A report for Stormont’s ‘Department for Communities’ has admitted that a scheme for funding community halls was biased in favour of the Protestant community.
The Community Halls ‘Pilot Programme’ was launched by former DUP Minister Paul Givan during a visit to an Orange hall last year. However, the Minister was already notorious for a series of apparently sectarian acts.
Just weeks after taking up office, Givan was photographed lighting a loyalist bonfire on the Eleventh Night in south Tyrone. Last week it was confirmed Mr Givan had been investigated for starting the bonfire.
In December, Mr Givan’s decision to cut an Irish language educational bursary scheme caused widespread anger and was one of the reasons for the collapse of the Stormont Executive.
It has also now emerged that a list of community halls issued by his department received cash grants that cost a total of 1.9 million pounds, four times the original budget but just shy of a key level.
Had the cost of the scheme gone over 2 million pounds, Mr Givan would have needed the approval of the Department of Finance, headed by Sinn Fein’s Mairtin O Muilleoir.
A high number of halls associated with the Protestant marching orders received funds from the money, while just two Gaelic sports clubs were successful.
Now, in a revised ‘equality’ document, Givan’s former department has admitted that the scheme was weighted in favour of the Protestant community. It revealed 58 out of 90 successful applicants were from Protestant groups, while just nine were from Catholic organisations.
It excused the imbalance by claiming it was used to compensate for the failure of Protestant groups to apply for grants funded by lottery money, possibly for religious reasons.

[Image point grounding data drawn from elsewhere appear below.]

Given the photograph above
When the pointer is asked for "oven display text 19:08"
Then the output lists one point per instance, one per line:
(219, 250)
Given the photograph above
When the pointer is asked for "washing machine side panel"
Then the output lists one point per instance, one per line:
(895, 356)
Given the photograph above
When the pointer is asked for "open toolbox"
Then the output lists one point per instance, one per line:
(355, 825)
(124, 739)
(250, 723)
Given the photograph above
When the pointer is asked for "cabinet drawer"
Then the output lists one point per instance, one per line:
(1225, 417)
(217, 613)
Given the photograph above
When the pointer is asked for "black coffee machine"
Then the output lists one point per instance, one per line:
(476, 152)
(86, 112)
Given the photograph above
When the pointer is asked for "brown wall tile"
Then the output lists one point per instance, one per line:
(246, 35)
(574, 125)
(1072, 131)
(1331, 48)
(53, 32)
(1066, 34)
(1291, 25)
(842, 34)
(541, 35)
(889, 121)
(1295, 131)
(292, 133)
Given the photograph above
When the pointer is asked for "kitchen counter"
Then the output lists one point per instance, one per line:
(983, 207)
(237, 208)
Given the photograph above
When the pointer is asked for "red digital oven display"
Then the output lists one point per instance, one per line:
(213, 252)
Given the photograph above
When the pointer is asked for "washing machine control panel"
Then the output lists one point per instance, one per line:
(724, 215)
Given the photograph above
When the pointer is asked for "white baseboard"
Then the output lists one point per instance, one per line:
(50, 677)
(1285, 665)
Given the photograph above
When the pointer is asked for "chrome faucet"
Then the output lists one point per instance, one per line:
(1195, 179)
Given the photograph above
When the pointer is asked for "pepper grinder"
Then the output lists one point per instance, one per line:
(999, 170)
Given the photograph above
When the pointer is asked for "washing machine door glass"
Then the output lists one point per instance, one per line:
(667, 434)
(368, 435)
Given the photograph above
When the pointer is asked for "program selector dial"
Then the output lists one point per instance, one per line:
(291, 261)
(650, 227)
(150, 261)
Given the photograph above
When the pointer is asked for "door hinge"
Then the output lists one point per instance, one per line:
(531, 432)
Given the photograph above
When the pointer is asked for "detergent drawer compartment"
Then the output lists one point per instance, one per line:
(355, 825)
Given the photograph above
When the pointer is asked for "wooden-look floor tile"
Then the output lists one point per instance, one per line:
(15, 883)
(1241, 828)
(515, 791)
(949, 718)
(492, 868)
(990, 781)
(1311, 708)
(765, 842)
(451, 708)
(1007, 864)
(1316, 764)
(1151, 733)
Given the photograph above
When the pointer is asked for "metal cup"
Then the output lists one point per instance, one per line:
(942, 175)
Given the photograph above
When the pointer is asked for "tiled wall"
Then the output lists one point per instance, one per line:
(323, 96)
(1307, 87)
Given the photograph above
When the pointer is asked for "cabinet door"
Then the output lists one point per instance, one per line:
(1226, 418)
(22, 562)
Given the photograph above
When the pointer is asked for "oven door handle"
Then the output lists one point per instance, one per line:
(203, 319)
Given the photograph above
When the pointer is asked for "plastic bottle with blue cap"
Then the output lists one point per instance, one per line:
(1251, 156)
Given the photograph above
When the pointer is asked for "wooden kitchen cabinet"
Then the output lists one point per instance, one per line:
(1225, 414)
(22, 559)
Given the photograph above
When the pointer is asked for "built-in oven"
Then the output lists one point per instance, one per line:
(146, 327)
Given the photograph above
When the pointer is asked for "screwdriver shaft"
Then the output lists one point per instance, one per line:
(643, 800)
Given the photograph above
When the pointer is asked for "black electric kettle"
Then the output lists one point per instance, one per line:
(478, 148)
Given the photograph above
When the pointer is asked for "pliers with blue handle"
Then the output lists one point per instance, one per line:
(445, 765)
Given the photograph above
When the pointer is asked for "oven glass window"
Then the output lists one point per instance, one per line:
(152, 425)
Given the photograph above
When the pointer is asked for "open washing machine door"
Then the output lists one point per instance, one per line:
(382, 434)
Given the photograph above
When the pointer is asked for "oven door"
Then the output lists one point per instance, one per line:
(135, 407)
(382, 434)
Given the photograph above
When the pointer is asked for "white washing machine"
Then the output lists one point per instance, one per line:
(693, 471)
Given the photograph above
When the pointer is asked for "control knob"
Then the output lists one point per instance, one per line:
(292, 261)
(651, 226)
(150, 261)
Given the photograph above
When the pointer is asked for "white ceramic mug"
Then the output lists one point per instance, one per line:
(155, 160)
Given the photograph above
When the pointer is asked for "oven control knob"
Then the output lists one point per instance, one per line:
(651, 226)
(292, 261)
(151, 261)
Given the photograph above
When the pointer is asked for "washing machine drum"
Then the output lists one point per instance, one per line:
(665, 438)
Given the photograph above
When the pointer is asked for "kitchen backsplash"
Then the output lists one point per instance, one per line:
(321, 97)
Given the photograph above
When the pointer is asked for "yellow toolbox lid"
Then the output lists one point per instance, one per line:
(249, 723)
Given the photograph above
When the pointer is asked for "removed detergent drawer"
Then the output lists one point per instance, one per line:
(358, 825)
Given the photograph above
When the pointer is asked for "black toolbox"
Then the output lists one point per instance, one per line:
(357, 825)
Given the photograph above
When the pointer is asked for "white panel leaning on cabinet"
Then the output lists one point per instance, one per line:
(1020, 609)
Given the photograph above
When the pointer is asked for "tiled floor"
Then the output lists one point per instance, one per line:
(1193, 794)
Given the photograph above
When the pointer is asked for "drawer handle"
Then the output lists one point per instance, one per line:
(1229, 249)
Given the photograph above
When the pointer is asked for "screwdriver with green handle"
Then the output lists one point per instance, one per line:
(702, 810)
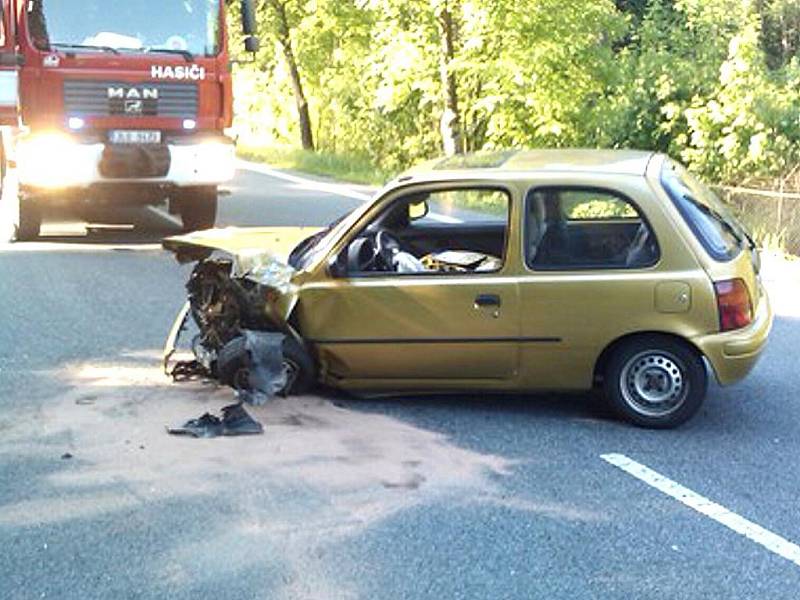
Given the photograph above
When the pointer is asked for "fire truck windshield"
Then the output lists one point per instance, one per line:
(189, 27)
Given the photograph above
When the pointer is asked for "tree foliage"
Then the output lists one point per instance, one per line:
(713, 82)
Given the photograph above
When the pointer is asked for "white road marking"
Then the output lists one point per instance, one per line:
(320, 186)
(771, 541)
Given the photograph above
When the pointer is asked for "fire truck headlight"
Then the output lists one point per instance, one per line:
(48, 160)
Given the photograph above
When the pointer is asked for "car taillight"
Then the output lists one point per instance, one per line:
(735, 306)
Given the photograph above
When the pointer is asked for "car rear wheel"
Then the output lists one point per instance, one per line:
(655, 381)
(233, 366)
(197, 207)
(30, 220)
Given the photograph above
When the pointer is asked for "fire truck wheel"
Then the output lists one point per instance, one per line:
(197, 207)
(30, 221)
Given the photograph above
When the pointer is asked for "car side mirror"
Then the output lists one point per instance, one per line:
(337, 266)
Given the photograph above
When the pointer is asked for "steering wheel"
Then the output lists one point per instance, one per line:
(386, 246)
(373, 252)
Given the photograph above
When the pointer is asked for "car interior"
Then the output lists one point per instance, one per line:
(455, 231)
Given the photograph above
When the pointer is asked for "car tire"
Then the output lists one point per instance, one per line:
(655, 381)
(197, 207)
(233, 362)
(30, 221)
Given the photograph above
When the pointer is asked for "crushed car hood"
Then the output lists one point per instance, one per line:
(238, 241)
(259, 254)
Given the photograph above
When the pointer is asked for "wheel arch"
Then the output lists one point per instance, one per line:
(608, 351)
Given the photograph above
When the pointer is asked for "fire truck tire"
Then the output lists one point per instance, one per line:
(30, 221)
(197, 207)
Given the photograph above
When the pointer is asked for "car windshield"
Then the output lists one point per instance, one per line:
(711, 221)
(313, 248)
(179, 26)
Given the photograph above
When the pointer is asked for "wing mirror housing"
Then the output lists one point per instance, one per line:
(337, 266)
(250, 26)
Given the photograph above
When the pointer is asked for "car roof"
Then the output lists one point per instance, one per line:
(621, 162)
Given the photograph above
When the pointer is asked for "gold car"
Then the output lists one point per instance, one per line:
(512, 271)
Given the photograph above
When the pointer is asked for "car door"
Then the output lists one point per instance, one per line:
(595, 273)
(425, 327)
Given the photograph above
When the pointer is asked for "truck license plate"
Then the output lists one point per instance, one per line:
(140, 136)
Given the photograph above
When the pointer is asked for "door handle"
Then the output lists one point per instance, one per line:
(483, 300)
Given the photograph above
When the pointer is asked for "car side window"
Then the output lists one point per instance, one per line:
(465, 206)
(576, 229)
(459, 230)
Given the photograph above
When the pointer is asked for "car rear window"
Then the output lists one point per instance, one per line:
(709, 219)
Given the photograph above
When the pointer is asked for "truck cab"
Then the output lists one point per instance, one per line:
(117, 103)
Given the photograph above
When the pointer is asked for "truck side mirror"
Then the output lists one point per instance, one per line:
(249, 26)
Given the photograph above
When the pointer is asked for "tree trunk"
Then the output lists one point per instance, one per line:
(285, 39)
(450, 125)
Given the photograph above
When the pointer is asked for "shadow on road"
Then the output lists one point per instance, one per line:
(584, 407)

The Committee on the Administration of Justice (CAJ) deputy director Daniel Holder said the department had made no effort to show an objective need for those groups it funded.
He said: “Originally the department ‘forgot’ to equality screen the community halls fund.
“When this was spotted they put out a flawed document that avoided any equality analysis of who got what despite being done after the money had been allocated.
“We complained to trigger a review to try and get the equality test done properly. This is the document we now have.”
SDLP assembly member John Dallat also criticised the department’s approach.
“To put forward the notion that Protestants don’t apply to the lottery is a poor excuse for the failure of the scheme to reach out to all the community,” he said.